Last week comic-book giant Marvel Entertainment sued the companies behind massively multiplayer online game City of Heroes, raising the hackles of a lot of ordinary folks.
Marvel's lawsuit, filed Nov. 10 in U.S. District Court in Los Angeles, accuses NCsoft and Cryptic Studios of designing their game – in which nearly 200,000 people play superheroes in a world where "comic books come alive" – in such a way as to knowingly allow players to fashion their characters to look like and be named after famous Marvel icons like The Hulk, Captain America and Spider-Man.
"Considering that defendants own no comic characters themselves, it stands to reason that the comic books to which they refer are those that depict the characters of Marvel and others," wrote Marvel's attorneys in the complaint. "Defendants' Creation Engine facilitates and, indeed, encourages players to create and utilize heroes that are nearly identical in name, appearance and characteristics to characters belonging to Marvel."
The complaint says that the "defendants have created, marketed, distributed and provided a host environment for a game that 'brings the world of comic books alive,' not by the creation of new or original characters but, instead, by directly, contributorily and vicariously infringing upon Marvel copyrights and trademarks."
Neither Marvel, NCsoft nor Cryptic Studios commented for this story.
But several attorneys and free-speech and fair-use advocates contacted for this story think Marvel's claims are pure fantasy.
"Asking City of Heroes to police their users to ensure that they don't replicate Marvel characters is like asking a school to police its students to make sure none of them show up for Halloween in a homemade Spider-Man costume," said Cory Doctorow, a renowned writer and advocate for free speech and fair use. "It's unreasonable bullying, and it is bad corporate citizenship."
Beth Noveck, a professor and an organizer of the recent State of Play conference, said she fears that if Marvel wins its case against NCsoft and Cryptic Studios, years of advances in technology that allows for limitless player-created content might be for naught.
"It might have a fundamental effect on the shape of video games and virtual worlds," Noveck said, "and whether they're places that are closed platforms or whether they're open platforms that allow for players' content creation."
Noveck said the danger of Marvel prevailing is that it would set a precedent under which game developers are held responsible for the behavior of their players – simply because they provided tools that could be used to create infringing content.
Marvel's suit is a first for the video-game industry, though it has not been unexpected.
"This stuff has been lurking out there," said Fred von Lohmann, a senior attorney at the Electronic Frontier Foundation.
Von Lohmann thinks that Marvel – and other content providers that might want to take action against virtual worlds whose players design potentially infringing content – needs to understand the realities of modern culture. "People are going to be appropriating these objects of culture.
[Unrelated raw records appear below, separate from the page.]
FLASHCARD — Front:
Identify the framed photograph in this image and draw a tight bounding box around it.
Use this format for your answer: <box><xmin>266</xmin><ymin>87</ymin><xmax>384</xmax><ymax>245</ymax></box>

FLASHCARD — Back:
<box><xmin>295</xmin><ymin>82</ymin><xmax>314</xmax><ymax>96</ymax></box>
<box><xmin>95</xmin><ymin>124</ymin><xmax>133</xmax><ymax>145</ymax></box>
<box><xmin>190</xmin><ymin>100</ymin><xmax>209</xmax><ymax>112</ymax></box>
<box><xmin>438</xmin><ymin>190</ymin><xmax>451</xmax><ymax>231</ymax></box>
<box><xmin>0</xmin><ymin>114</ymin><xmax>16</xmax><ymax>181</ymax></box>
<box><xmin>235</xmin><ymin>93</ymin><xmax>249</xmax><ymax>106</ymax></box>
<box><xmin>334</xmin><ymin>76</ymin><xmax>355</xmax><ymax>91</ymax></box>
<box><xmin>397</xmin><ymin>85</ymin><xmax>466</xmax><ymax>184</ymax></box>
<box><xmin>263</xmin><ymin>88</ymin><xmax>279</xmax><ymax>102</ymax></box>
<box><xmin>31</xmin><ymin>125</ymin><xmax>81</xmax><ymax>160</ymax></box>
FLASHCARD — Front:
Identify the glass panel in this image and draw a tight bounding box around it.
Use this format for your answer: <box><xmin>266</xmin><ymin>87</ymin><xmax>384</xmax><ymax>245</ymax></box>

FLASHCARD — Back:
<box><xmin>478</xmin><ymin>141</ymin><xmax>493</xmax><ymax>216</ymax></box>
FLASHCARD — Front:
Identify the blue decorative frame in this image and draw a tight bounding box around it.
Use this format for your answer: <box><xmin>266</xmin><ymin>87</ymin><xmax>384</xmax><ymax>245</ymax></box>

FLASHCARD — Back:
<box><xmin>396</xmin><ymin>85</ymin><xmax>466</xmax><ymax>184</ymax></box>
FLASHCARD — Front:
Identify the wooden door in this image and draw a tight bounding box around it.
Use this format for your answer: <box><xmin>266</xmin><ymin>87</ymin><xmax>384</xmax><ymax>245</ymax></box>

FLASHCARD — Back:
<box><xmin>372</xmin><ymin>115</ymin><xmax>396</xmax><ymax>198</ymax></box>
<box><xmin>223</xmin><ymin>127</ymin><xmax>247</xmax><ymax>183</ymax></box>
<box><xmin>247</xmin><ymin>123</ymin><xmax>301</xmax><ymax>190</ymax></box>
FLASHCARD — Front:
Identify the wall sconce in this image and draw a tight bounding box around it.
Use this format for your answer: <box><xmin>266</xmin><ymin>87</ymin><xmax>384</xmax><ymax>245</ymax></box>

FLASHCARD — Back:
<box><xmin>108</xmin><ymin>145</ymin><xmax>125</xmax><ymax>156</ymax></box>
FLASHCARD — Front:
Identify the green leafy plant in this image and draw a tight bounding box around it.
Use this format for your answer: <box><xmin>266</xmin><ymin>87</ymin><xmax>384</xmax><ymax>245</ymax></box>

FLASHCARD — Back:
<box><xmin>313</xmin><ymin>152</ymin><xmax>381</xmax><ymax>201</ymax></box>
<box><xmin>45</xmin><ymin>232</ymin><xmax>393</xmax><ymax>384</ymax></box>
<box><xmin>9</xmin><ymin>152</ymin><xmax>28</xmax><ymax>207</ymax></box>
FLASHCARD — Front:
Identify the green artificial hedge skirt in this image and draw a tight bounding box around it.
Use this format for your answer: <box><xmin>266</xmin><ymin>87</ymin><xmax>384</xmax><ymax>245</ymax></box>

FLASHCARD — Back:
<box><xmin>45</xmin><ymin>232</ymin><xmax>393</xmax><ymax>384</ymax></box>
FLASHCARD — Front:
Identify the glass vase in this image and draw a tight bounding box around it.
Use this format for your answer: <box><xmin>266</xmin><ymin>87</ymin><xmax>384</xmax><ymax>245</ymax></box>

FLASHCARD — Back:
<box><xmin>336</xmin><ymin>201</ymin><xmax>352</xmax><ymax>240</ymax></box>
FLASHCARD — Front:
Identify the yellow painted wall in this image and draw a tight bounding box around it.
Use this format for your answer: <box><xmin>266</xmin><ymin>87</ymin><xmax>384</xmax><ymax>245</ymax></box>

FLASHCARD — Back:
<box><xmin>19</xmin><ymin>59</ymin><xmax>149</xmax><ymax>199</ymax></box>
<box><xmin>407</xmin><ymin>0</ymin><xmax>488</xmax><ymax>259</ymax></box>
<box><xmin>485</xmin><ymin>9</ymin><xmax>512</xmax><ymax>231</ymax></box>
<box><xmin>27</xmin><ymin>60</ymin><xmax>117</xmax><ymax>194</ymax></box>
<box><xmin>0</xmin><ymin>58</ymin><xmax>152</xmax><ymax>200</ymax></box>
It comes naturally in a world that is dominated by television and trademarks.... It's hard to imagine expressing yourself without using at least some of them."
However, in its suit, Marvel makes it clear it doesn't see City of Heroes as simply giving players the ability to create infringing content. Marvel thinks the game outright steals its characters.
"'Statesman,' a character strikingly similar to Marvel's Captain America (right down to the trademark large white star on his chest and shield), prominently appears on the front of the City of Heroes box and guides the user through the 'creation' process," argues Marvel's complaint. "Defendants' infringement is so brazen that their only attempt to disguise 'Statesman' is to give him a helmet that is nearly identical to the trademark helmet worn by 'Magneto,' another of Marvel's X-Men characters."
To Noveck, the issue at hand is a battle for the future of user-created content.
"It's an attempt by one company in an industry to put a gun to the head of those who, in their view, misuse their content," she said, "and in so doing, try to reshape that industry and reshape the technology to allow for greater control of how the technology is used."
Further, Noveck said, Marvel's claims are too open-ended.
"It's the equivalent of somebody suing Microsoft Word if its users were to commit copyright infringement," she said.
To Doctorow, Marvel's suit represents nothing less than a full-scale challenge to free creative expression.
"Can you imagine a game where every tweak to your character requires sign-off from the game company's copyright and trademark lawyers?" Doctorow asked. "Marvel is supposed to be a company that stands for fun, imagination and storytelling, but this lawyer-happy thuggery is the hallmark of a Stalinist dictatorship, not a game world."